Lessons from Melbourne Datathon 2017 Kaggle
My first Kaggle competiton was challenging, fun and addicting! Once it was all said and done, I’d finished at 4th place on the private leaderboard. In this blog post, I share the most important lessons I learned through the 2017 Melbourne Datathon Kaggle competiton. It was a predictive challenge, where the task involved classifying whether a given patient would get diabetes in the future based on the patient’s medical history.

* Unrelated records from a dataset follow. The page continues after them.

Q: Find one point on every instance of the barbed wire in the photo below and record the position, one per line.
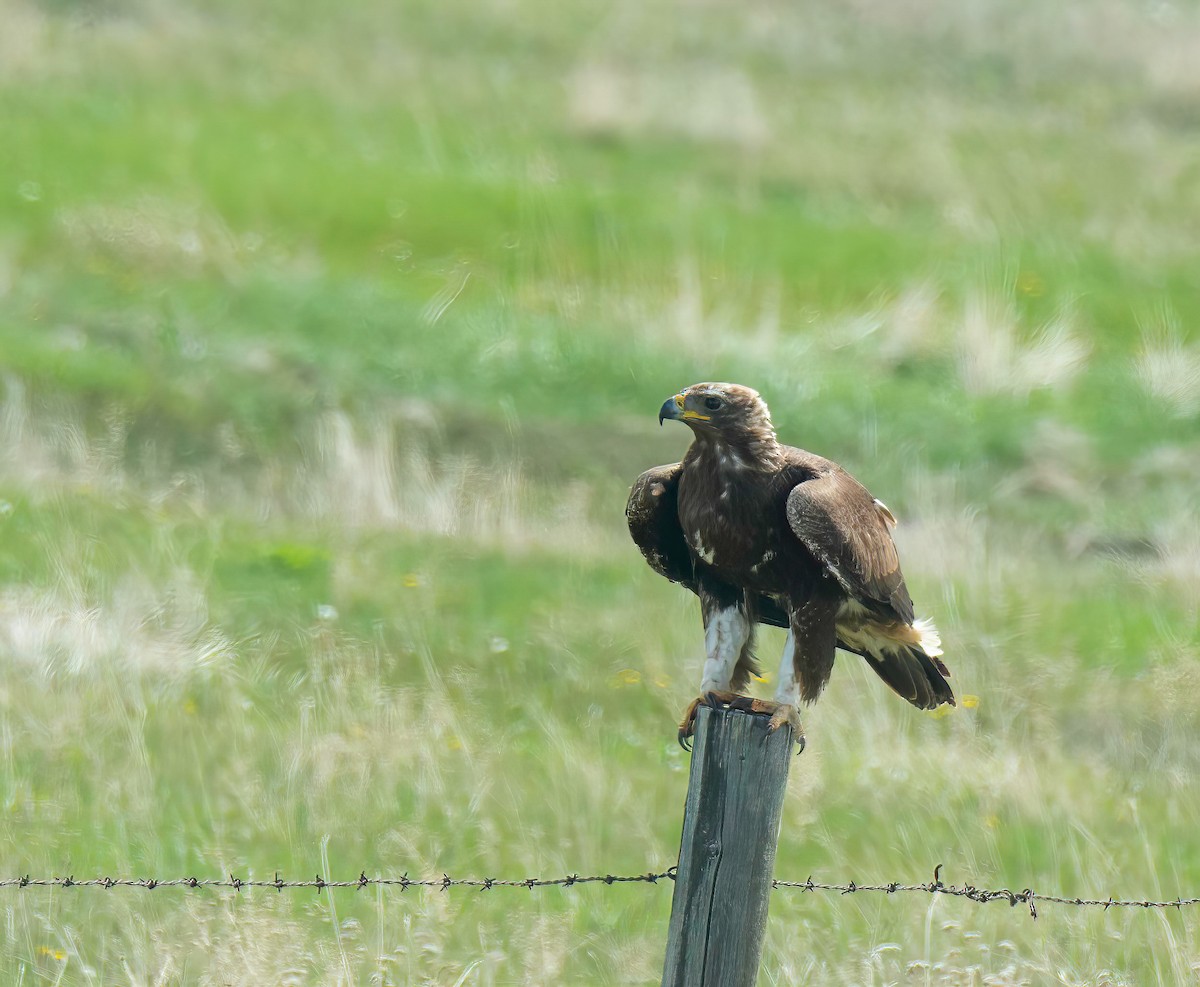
(1027, 897)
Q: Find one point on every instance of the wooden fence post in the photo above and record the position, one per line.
(727, 851)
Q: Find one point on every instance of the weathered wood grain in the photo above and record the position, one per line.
(727, 851)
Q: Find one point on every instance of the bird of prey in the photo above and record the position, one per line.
(767, 533)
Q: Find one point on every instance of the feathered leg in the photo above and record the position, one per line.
(807, 662)
(729, 642)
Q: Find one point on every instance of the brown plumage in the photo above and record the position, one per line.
(768, 533)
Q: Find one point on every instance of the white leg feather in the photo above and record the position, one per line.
(724, 638)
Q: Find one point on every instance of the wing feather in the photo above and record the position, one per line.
(653, 516)
(845, 527)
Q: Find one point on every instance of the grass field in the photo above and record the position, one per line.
(330, 344)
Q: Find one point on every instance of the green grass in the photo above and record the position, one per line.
(329, 347)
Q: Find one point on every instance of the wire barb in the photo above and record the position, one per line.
(936, 886)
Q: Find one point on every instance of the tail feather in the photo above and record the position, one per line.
(915, 675)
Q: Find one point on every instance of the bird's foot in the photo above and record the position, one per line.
(784, 712)
(711, 699)
(747, 704)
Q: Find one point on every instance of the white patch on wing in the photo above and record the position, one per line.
(697, 545)
(787, 692)
(862, 630)
(930, 640)
(724, 638)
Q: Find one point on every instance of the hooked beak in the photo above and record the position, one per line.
(671, 408)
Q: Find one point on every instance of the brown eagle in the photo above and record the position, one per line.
(768, 533)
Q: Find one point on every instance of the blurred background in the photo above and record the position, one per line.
(330, 342)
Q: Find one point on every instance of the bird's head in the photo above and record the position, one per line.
(724, 412)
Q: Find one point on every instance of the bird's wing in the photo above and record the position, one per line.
(653, 516)
(846, 528)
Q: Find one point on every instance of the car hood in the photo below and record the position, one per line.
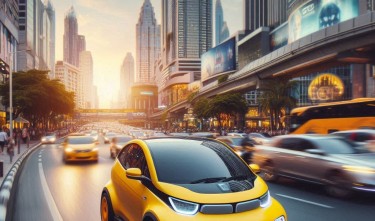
(186, 193)
(81, 146)
(367, 159)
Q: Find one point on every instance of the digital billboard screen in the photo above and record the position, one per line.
(219, 59)
(318, 14)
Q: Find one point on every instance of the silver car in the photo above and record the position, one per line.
(338, 164)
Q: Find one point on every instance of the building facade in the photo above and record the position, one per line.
(71, 40)
(86, 80)
(186, 35)
(147, 44)
(127, 75)
(221, 27)
(69, 75)
(36, 36)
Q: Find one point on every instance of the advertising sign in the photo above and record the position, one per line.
(318, 14)
(219, 59)
(326, 87)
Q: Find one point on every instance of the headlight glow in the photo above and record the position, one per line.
(359, 169)
(183, 207)
(68, 149)
(265, 200)
(281, 218)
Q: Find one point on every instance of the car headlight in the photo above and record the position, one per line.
(68, 149)
(184, 207)
(265, 200)
(281, 218)
(359, 169)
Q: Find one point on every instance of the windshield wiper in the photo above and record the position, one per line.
(208, 180)
(239, 177)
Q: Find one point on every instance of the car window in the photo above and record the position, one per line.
(132, 156)
(184, 162)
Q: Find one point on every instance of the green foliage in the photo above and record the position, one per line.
(38, 98)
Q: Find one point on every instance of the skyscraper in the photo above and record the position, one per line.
(148, 44)
(186, 34)
(71, 52)
(87, 79)
(126, 81)
(36, 35)
(221, 28)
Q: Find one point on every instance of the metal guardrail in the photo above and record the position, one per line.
(7, 184)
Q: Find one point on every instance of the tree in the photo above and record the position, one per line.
(275, 97)
(38, 98)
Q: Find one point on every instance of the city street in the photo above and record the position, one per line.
(51, 190)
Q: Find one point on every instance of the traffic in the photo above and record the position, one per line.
(166, 177)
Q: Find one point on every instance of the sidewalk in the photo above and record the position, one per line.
(4, 157)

Unfortunately, I can’t go into the exact details of the data as all competitors had to sign a Non-Disclosure Agreement. However, I will talk about machine learning and data science from a general perspective, which I think is much more useful and interesting to read, anyway.
1. Data is king
The first mistake I made was to gloss over the feature engineering. I was too excited to put the data (any data!) through some machine learning algorithms, just to see some numbers and feel the joy of ‘progress’. In this competiton, manipulating the raw data in domain-specific and insightful ways was far more important than optimising an algorithm. I spent days cross-validating neural networks, gradient boosted trees, support vector machines (SVMs), etc. with little improvement to my public leaderboard score. ML algorithms can only go as far as the data you give it; they aren’t as magical as we might think! The real accuracy gains occurred immediately after engineering just a few insightful features that captured (part of) the essense of the prediction task.
2. XGBoost is also king
My first foray into machine learning was deep learning, and so I’d never ventured far into more traditional machine learning like decision tree ensembles and support vector machines. After reading a couple Kaggle posts from illustrious Grandmaster and Master Kagglers and noting the omnipresence of XGBoost
–a fast, multi-threadable implementation of gradient boosted trees–I decided to give it a try.
It turns out that gradient boosting is incredible for structured data (which was our case). The algorithm iteratively adds estimators to fix the so-called ‘residual error’ of its previous compadres. More on this later in section 4.
3. Development environment. Make it good.
For the project, I used pandas
(an excellent Python package for manipulating and querying data tables). This also meant that I had to do it all locally with csv
files. Next time I will definitely throw everything into a database either locally or on an AWS EBS, depending on my bank account balance and the size of the dataset. While I didn’t make the effort to put everything into a database, I did (towards the end of the competition) leverage cloud computing on some large AWS EC2 instances to relieve the stress on my local CPU.
4. Ensembles: Bagging, boosting, and stacking
Prior to this Kaggle competition, I was used to working with a single convolutional neural network that churned out decent results. This time, I wanted to push myself, as well as the performance of my predictions, by learning to use ensemble techniques, which is a broad name for combining multiple instances and/or types of algorithms via averaging or voting (read the Kaggle wiki).
- Bagging: this meta-algorithm derives its name from ‘Bootstrap Aggregation’. Bagging involves combining the predictions of multiple instances of an algorithm. Each instance in the ‘bag’ is trained on a subset of the data. You can also choose to train each instance on a subset of the features. My best submission was a bagged meta-classifier that combined the predictions of 250 gradient boosted trees.
- Stacking: a stacked model is a multi-level model. You start with models that produce output that is in turn fed as input features into a higher level of the model. For example, I trained a neural network, XGBoost and SGDClassifier on the input features (level 1); these models produced predictions, which were then fed into a logistic regression model (level 2), which is supposed to learn the best way to combine the predictions of the three vastly different algorithms. This idea didn’t improve my score.
- Boosting: technically, boosting is a technique that bands lots of weak learners together to produce a strong learner. That statement probably makes no sense at all. Weak learners are models that do slightly better than chance performance (i.e. a model that can guess if a coin to be heads or tails with 51% accuracy). Boosting pulls in another weak learner to help fix the error, and this is repeated until we have an group of weak learners that do quite well together, and we call this ensemble a strong learner.
Wrap up
The 2017 Melbourne Datathon was a really fun experience. It has bolstered my passion for data science, and I am now actively looking for machine learning or data science gigs.
I definitely plan on competing in more Kaggle challenges in the (very) near future. Home to the perfect mix of competition and collaboration, Kaggle is the best platform for learning data science.